Per poter applicare la regola della distanza minima di dieci metri posta dall'art. 9 del d.m. 2 aprile 1968 n. 1444, è necessaria l'esistenza di due pareti che si contrappongono, di cui almeno una deve essere finestrata. Ciò si desume inequivocabilmente dal disposto normativo che si riferisce testualmente alla distanza minima assoluta “tra pareti finestrate e pareti di edifici antistanti”.
Lo ha ribadito il Tar Abruzzo, sezione prima, nella sentenza n.109/2017 pubblicata il 23 febbraio.

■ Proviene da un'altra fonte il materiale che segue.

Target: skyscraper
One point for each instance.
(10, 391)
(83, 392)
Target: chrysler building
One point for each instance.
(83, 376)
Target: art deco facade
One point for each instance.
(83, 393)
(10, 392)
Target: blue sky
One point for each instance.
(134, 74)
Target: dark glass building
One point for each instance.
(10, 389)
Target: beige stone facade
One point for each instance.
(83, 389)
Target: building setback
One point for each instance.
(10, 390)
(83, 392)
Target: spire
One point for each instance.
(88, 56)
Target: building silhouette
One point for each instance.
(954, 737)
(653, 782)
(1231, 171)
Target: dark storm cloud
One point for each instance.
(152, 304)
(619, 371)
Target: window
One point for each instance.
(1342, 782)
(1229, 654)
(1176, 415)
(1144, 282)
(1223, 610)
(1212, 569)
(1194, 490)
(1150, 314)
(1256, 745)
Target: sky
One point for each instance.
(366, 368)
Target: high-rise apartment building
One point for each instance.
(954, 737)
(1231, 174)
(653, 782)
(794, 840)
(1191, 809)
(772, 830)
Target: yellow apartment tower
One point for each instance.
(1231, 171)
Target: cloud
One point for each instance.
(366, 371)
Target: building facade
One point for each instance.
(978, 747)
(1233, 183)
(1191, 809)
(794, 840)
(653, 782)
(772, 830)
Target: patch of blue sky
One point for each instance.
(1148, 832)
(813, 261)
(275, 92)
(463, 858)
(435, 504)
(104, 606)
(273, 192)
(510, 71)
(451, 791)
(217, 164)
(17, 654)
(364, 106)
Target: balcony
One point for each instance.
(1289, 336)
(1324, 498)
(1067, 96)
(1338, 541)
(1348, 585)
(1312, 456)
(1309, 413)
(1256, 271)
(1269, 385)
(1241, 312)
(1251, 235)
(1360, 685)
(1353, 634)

I giudici amministrativi abruzzesi ricordano che “per pacifica giurisprudenza la legittimazione dei soggetti terzi, non direttamente destinatari del provvedimento, è riconosciuta in base al criterio cosiddetto della <>, ovvero in caso di stabile collegamento materiale tra l’immobile del ricorrente e quello interessato dai lavori, quando questi ultimi comportino contra legem un’alterazione del preesistente assetto urbanistico ed edilizio”.
Pertanto, non è necessario “dimostrare da parte dei ricorrenti il pregiudizio della situazione soggettiva protetta, perché il danno è ritenuto sussistente in re ipsa per la violazione della normativa edilizia, in quanto ogni edificazione non conforme alla normativa e agli strumenti urbanistici incide se non sulla visuale, quanto meno sull’equilibrio urbanistico del contesto e l’armonico e ordinato sviluppo del territorio, a cui fanno necessario riferimento i titolari di diritti su immobili adiacenti, o situati comunque in prossimità a quelli interessati dagli abusi. Si considera, pertanto, attuale e concreto l'interesse di chi, come i ricorrenti, proprietari di un immobile confinante a quello oggetto dell’intervento contestato, ha interesse a ché il vicino edifichi regolarmente anche in presenza di una lesione potenziale o eventuale”.